• Andrew Möller

How technology is changing the wealth management industry

One of the most significant trends in the wealth management industry in recent years has been increasing adoption of technology as both a facilitator and a driver of growth.

In particular, the emergence of automated investment services that make use of artificial intelligence (AI) has given rise to the provision of automated or “robotic” advice (robo-advisors) helping to democratise the industry and provide access to a far larger proportion of the population than before.

Two streams

Essentially two streams have formed in the approach to using technology – pure robo-advice businesses which are technology platforms offering a simpler form of access to wealth management and the more traditional human advice firms which use technology to enhance and supplement their services. In this second context, AI can be used to provide analytics and insight into customers, to assess performance and even to implement decisions in data-driven companies.

But AI is not without its detractors. Discussion about AI often involve fears about job losses and one of the first questions people ask when you start talking about it is: “Will robots take my job?” While it’s hard to predict where the industry will be in five or ten years’ time, we see AI as augmenting and enhancing human capabilities rather than replacing them.

In spite of all their number-crunching abilities, computers still lack the nuancing skills of humans, the ability to ask the right questions that will tease better – or more revealing – answers out of clients so that we are able to provide them with exactly the right solution that suits their specific needs.

Optimising resources

At Citadel, we are implementing AI in a way that frees our advisors to add maximum value – to perform at their peak at all times rather than to perform certain functionary roles as well as providing top quality advice. We combine the human element and the digital element to allow for a uniquely personal service.
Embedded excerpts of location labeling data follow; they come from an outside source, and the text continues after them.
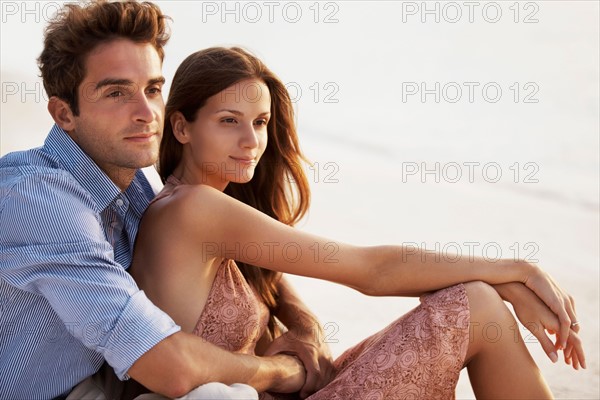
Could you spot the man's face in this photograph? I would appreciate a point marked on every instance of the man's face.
(121, 108)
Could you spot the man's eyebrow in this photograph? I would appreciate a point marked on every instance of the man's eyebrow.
(127, 82)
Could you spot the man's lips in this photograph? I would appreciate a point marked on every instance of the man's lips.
(141, 137)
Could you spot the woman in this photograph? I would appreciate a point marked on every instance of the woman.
(230, 139)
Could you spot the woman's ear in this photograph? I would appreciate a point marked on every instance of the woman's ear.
(179, 125)
(61, 113)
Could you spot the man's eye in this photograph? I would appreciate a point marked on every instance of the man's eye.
(155, 90)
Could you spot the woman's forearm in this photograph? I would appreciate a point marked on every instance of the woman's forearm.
(406, 271)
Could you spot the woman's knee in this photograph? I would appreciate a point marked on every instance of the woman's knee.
(484, 302)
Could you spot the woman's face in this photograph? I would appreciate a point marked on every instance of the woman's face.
(228, 137)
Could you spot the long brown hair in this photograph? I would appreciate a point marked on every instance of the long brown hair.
(279, 187)
(78, 29)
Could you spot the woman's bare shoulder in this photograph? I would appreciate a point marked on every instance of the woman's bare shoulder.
(183, 207)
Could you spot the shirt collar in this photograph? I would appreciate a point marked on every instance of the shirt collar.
(85, 171)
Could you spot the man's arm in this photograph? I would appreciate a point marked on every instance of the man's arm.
(304, 338)
(183, 361)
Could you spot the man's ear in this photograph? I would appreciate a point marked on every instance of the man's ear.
(179, 125)
(61, 113)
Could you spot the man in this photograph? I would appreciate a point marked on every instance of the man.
(69, 213)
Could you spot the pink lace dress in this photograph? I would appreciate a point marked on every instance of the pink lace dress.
(418, 356)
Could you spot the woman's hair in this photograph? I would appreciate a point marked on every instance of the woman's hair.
(279, 187)
(78, 29)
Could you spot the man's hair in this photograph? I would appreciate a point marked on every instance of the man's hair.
(78, 29)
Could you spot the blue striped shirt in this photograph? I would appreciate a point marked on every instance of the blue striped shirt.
(66, 301)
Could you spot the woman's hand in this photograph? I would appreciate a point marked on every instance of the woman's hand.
(541, 322)
(557, 300)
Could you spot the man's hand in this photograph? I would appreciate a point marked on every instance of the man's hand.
(304, 339)
(314, 353)
(291, 372)
(537, 317)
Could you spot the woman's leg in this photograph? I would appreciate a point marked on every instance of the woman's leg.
(499, 364)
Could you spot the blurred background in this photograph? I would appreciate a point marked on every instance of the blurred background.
(462, 127)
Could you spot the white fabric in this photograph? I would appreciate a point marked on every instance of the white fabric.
(90, 390)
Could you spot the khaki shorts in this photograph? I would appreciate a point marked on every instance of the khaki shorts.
(104, 385)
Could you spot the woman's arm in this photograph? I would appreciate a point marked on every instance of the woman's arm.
(541, 322)
(225, 227)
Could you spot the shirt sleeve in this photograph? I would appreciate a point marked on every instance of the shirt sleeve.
(53, 244)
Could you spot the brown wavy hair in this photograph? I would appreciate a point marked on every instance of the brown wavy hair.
(279, 187)
(78, 29)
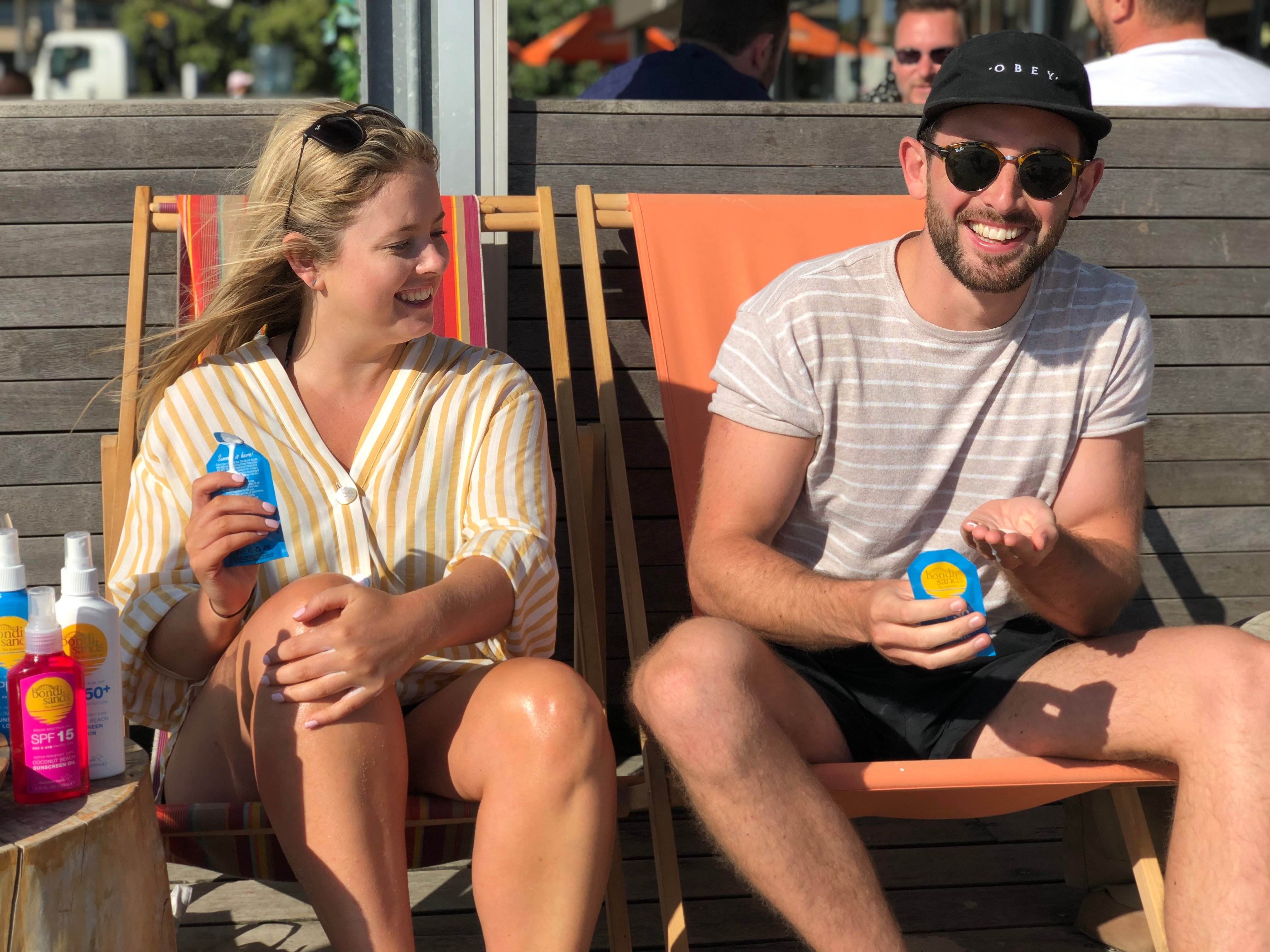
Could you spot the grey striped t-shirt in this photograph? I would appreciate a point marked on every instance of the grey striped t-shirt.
(918, 426)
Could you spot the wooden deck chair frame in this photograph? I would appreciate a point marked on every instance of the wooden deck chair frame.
(911, 789)
(580, 452)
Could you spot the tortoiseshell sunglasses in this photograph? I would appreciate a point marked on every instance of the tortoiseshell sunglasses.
(972, 167)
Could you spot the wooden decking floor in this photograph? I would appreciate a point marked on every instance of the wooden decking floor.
(957, 887)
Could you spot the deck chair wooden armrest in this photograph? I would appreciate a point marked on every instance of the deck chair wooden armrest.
(693, 286)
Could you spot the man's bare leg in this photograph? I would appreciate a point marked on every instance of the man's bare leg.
(1201, 699)
(741, 729)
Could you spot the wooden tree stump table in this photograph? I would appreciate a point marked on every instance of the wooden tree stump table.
(86, 874)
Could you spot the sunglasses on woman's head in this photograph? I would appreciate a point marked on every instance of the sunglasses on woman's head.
(972, 167)
(908, 55)
(340, 133)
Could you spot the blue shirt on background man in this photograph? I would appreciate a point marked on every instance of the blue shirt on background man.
(688, 73)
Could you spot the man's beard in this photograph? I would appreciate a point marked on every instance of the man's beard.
(985, 277)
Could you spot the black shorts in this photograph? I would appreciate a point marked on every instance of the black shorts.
(902, 712)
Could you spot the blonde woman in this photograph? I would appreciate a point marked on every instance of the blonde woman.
(403, 643)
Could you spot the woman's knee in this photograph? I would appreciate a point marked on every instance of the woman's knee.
(272, 624)
(545, 714)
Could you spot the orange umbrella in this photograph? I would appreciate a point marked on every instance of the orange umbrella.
(588, 36)
(811, 38)
(657, 41)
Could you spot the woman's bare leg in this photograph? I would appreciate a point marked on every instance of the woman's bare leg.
(336, 796)
(529, 740)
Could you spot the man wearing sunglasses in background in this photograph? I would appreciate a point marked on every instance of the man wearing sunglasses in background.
(926, 32)
(970, 388)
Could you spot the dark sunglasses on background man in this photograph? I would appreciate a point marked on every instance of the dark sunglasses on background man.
(340, 133)
(908, 55)
(972, 167)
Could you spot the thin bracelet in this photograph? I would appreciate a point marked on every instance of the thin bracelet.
(226, 617)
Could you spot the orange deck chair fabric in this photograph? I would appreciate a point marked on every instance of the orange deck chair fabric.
(700, 258)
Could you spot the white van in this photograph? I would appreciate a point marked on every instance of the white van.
(83, 64)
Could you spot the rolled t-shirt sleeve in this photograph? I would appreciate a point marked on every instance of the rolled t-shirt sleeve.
(510, 518)
(763, 377)
(1127, 395)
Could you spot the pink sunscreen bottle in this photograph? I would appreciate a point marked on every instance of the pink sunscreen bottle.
(48, 712)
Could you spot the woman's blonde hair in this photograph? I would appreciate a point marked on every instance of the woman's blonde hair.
(260, 289)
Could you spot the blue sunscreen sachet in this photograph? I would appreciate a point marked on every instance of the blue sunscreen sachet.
(234, 455)
(948, 574)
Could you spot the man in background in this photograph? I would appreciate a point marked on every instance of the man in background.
(728, 50)
(926, 32)
(1163, 56)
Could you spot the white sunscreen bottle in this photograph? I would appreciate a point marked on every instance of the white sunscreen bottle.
(91, 630)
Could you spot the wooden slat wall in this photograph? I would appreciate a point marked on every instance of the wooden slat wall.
(68, 172)
(1184, 210)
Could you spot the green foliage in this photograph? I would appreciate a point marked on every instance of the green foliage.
(167, 33)
(530, 20)
(340, 33)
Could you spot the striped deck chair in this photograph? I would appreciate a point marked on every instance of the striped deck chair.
(700, 257)
(237, 840)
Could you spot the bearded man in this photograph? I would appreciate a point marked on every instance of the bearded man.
(968, 386)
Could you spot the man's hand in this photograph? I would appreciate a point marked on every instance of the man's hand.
(891, 620)
(356, 643)
(1015, 532)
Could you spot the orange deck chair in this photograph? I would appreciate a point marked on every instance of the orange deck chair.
(237, 838)
(700, 258)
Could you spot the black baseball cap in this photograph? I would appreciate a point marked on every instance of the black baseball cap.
(1016, 69)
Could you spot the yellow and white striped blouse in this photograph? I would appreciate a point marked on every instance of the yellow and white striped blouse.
(453, 464)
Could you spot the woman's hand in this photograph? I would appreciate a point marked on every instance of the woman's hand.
(356, 642)
(219, 526)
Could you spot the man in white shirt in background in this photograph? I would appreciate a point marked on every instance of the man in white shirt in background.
(1163, 56)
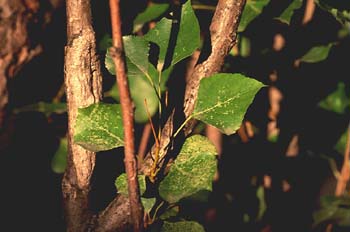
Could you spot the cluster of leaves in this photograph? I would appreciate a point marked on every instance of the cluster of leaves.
(222, 102)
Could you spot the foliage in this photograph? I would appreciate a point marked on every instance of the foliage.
(99, 127)
(223, 100)
(192, 171)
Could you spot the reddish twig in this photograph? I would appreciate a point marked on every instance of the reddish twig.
(345, 171)
(143, 144)
(128, 117)
(223, 30)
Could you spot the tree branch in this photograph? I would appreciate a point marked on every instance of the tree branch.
(223, 31)
(83, 82)
(127, 116)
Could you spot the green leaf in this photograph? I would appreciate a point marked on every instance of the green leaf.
(260, 194)
(188, 226)
(148, 203)
(252, 9)
(287, 14)
(337, 101)
(99, 127)
(44, 107)
(141, 76)
(188, 37)
(192, 171)
(136, 49)
(341, 144)
(122, 184)
(169, 213)
(317, 54)
(59, 160)
(223, 100)
(338, 8)
(152, 12)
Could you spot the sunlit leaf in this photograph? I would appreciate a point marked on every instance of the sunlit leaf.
(152, 12)
(223, 100)
(252, 9)
(188, 226)
(340, 9)
(192, 171)
(122, 184)
(317, 54)
(148, 203)
(99, 127)
(260, 194)
(59, 160)
(169, 213)
(341, 144)
(141, 75)
(187, 40)
(287, 14)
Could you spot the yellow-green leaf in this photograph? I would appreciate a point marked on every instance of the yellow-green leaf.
(192, 171)
(223, 100)
(99, 127)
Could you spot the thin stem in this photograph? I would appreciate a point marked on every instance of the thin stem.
(309, 11)
(345, 171)
(182, 125)
(203, 7)
(143, 144)
(127, 116)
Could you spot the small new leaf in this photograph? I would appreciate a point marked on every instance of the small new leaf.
(251, 10)
(99, 127)
(223, 100)
(287, 14)
(188, 226)
(122, 184)
(188, 37)
(192, 171)
(152, 12)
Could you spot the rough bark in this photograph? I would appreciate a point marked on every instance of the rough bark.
(17, 47)
(83, 81)
(223, 34)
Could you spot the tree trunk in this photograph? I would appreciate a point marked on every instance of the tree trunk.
(83, 82)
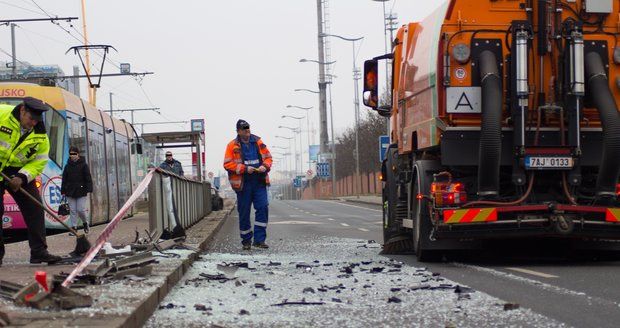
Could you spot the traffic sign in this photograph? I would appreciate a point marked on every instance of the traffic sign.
(384, 143)
(323, 170)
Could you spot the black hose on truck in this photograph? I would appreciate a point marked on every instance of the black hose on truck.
(601, 96)
(491, 127)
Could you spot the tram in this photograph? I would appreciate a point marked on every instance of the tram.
(117, 157)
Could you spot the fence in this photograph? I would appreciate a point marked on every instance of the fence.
(363, 184)
(176, 200)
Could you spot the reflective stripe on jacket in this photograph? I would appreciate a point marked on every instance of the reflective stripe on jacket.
(28, 156)
(233, 161)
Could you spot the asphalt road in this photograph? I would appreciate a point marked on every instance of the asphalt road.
(551, 291)
(579, 293)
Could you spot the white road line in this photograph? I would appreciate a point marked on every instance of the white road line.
(364, 208)
(533, 273)
(295, 222)
(528, 281)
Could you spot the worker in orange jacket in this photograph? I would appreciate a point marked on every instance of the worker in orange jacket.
(248, 163)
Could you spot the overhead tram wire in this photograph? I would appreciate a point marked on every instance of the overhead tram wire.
(107, 58)
(32, 44)
(22, 8)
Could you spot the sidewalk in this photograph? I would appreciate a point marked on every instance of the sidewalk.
(123, 303)
(363, 199)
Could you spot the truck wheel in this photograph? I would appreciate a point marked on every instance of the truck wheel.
(422, 225)
(395, 238)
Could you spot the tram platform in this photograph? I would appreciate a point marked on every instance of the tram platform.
(120, 303)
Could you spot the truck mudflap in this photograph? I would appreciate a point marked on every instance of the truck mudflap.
(529, 220)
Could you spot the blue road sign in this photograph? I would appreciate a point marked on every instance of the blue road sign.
(323, 170)
(384, 143)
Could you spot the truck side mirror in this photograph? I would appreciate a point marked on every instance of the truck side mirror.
(136, 148)
(371, 88)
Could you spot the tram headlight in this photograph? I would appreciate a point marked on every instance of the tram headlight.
(461, 53)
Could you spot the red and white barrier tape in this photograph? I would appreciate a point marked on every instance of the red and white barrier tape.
(107, 232)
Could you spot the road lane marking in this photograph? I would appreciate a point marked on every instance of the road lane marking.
(533, 273)
(361, 207)
(295, 222)
(528, 281)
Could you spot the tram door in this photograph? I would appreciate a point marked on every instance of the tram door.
(99, 208)
(76, 129)
(55, 125)
(112, 182)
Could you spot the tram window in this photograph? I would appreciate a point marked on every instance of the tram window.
(56, 126)
(10, 101)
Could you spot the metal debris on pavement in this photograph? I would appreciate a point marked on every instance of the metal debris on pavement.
(219, 277)
(394, 299)
(302, 302)
(202, 307)
(511, 306)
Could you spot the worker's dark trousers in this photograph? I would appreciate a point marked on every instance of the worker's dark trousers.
(33, 215)
(254, 193)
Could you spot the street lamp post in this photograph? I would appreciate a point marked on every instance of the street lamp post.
(297, 168)
(294, 130)
(356, 106)
(323, 84)
(307, 110)
(289, 153)
(301, 147)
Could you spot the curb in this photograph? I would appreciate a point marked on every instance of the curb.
(360, 201)
(145, 310)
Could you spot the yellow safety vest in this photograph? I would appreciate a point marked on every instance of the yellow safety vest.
(31, 155)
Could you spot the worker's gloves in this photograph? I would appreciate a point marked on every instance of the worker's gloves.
(15, 183)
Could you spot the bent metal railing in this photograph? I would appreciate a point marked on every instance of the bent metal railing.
(176, 200)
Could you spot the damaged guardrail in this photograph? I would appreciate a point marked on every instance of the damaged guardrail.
(176, 201)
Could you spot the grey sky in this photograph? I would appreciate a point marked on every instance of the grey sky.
(217, 60)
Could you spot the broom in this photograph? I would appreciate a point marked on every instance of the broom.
(82, 245)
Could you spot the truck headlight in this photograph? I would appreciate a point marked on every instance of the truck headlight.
(461, 53)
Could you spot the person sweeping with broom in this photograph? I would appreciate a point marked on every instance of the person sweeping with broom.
(24, 148)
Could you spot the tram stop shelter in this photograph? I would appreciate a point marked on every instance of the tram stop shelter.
(179, 139)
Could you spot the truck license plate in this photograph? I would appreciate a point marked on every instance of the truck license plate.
(540, 162)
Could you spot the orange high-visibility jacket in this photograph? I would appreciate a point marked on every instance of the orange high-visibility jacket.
(233, 161)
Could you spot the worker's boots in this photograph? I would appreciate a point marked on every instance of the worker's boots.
(261, 245)
(44, 257)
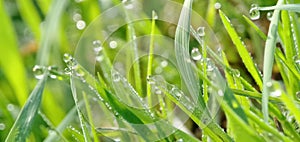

This facilitate greater individual interaction and we are able to maximise client contact.

By removing the friction from the process, including costly and clumsy legacy issues, and allowing for straight-through processing, we are able to offer an improved service to clients. At the same time, advisory partners are freed to utilise their time to provide more advice and develop an even deeper understanding of client needs and requirements. This means the business can utilise its resource optimally and deliver a more personalised service.

Wealth management and financial advisory businesses are increasingly being judged by right brain metrics, or the human touch that fintech and robo-advice are simply unable to replace. And beyond that, there is a need for high-touch conversations that only people can provide.

Advisors are taking on the role of a financial life-coach, walking beside clients through each of their life-changing moments and decisions, whether these be choosing where to send children to school, how best to support aging parents, or even deciding where to live. Simultaneously, advisors need to be alert to changing environmental conditions, helping clients to mitigate any unforeseen risks, manage their debt burden before it becomes unmanageable, and assist them in strategising for successful intergenerational transfer of their wealth.

Fund performance

Industry outsiders often think that we can use tech technology to enhance fund performance, but that’s a false dream. Technology can’t find more or better opportunities on its own. New data leads to new insight, which could lead to new strategies or improved signalling. But there’s no guarantee that these new strategies will be consistently successful.

The bar is already very high for new technology to deliver new sources of alpha. Today’s managers hardly use a pen, paper and a calculator to arrive at their strategies. Fund managers have always embraced technology and, while it can lead to improved efficiency to find alpha and reduce costs, the constraint lies in the lack of data.